Abstract 3755
Background
EOX (EPI + oxaliplatin-OHP + capecitabine-CAPE) is still one of the standard regimens for M or LA GC, but the role of EPI is today widely questioned and DOC replaced it in many institutions. A new DOC-based combination was developed with attempt at increasing efficacy/activity vs EOX without the heavy toxicity of the “classic” DOC regimen.
Methods
From 1/2013 to 11/2018, 169 previously untreated patients (pts) with M (87,6%) or LA GC were randomized by 23 centers between low-TOX (arm A) and EOX (arm B): Arm A: DOC: 35 mg/m2 iv, d 1 and 8 + OHP: 80 mg/m2 iv, d 1 + CAPE: 750 mg/ m2 x2 daily p.o. for 2 weeks Arm B: EPI: 50 mg/m2 iv, d 1 +OHP: 130 mg/m2 iv, d 1 +CAPE: 625 mg/m2 x2 daily p.o. for 3 weeks Both regimens recycled q 3 weeks If no PD or heavy toxicity, pts were programmed on therapy for a maximum of 5 (if CR) or 6 courses (if PR or SD). The primary endpoint was PFS, the secondary OS, ORR, DCR and tolerability.

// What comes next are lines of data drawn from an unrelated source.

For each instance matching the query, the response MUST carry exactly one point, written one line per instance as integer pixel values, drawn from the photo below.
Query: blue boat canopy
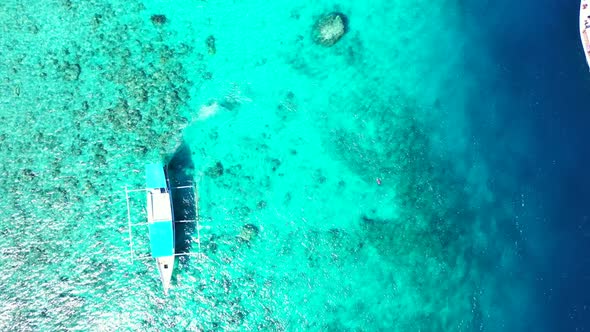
(154, 176)
(161, 238)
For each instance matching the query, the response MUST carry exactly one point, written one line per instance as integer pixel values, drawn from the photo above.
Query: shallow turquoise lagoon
(286, 141)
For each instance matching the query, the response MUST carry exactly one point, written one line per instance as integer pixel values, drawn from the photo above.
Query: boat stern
(165, 267)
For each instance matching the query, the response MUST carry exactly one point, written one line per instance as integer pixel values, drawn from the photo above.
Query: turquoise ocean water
(278, 133)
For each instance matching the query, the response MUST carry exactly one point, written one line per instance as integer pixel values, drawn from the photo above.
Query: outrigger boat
(585, 28)
(160, 220)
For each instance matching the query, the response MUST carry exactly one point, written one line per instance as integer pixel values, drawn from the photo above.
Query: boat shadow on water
(181, 173)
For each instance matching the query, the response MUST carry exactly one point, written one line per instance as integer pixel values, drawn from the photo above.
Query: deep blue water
(536, 47)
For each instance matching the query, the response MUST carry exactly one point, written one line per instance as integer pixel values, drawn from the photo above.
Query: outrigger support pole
(129, 223)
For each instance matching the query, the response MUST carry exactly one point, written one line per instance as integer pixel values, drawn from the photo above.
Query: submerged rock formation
(329, 28)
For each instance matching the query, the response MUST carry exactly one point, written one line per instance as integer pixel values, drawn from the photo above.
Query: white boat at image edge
(160, 221)
(584, 28)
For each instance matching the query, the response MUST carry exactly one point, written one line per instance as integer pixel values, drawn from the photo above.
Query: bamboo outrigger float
(160, 221)
(585, 28)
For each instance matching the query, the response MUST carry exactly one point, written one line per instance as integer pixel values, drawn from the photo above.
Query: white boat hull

The study was designed to detect a 35% (80% power at a two side 5% significance level) PFS increase with low-TOX and an interim analysis for futility was planned after the first 127 events (75% of expected).
Results
At the cut-off date of interim analysis, 164 pts (median age 62 y; 63,9% male; ECOG PS: 0 in 75,7%) have available data for evaluation of primary efficacy analysis. The median PFS (KM) was 5.8 months (95% CI: 5.0 – 7.8) in arm A vs 6.5 months (95% CI: 5.0 – 8.9) in arm B, without statistical difference (NS). Also OS was comparable in the two arms: 12.2 (95% CI: 8.6 -16.0) vs 12.8 months (95% CI: 9.1-21.0). ORR were 22% and 35.4% and DCR 59.8% and 65.9%, respectively, again NS. The median number of courses per patient was 6 and treatment modification was higher in arm A (90,2% vs 78%) with a weakly higher number of AE with CTC ≥ 3 in arm A (54 vs 41).
Conclusions
These results indicate that, on the basis of the planned futility analysis, it is unlikely that low-TOX regimen is able to reach the target of improvement against EOX, both in efficacy/activity and in tolerability. Therefore, if the clinician’s choice is in favour of a triplet (i.e. in aggressive or very symptomatic disease), EOX could remain a standard option.
Clinical trial identification
NCT02076594.
Editorial acknowledgement
Legal entity responsible for the study
GISCAD.
Funding
Study carried out within the Rete Oncologica Lombarda-ROL project and founded as per the Deliberazioni di Giunta Regionale (DGR) di Regione Lombardia n° VIII/010761 dell’11-12-2009 e DGR IX/1485 del 30-03-2011”.
Disclosure
All authors have declared no conflicts of interest.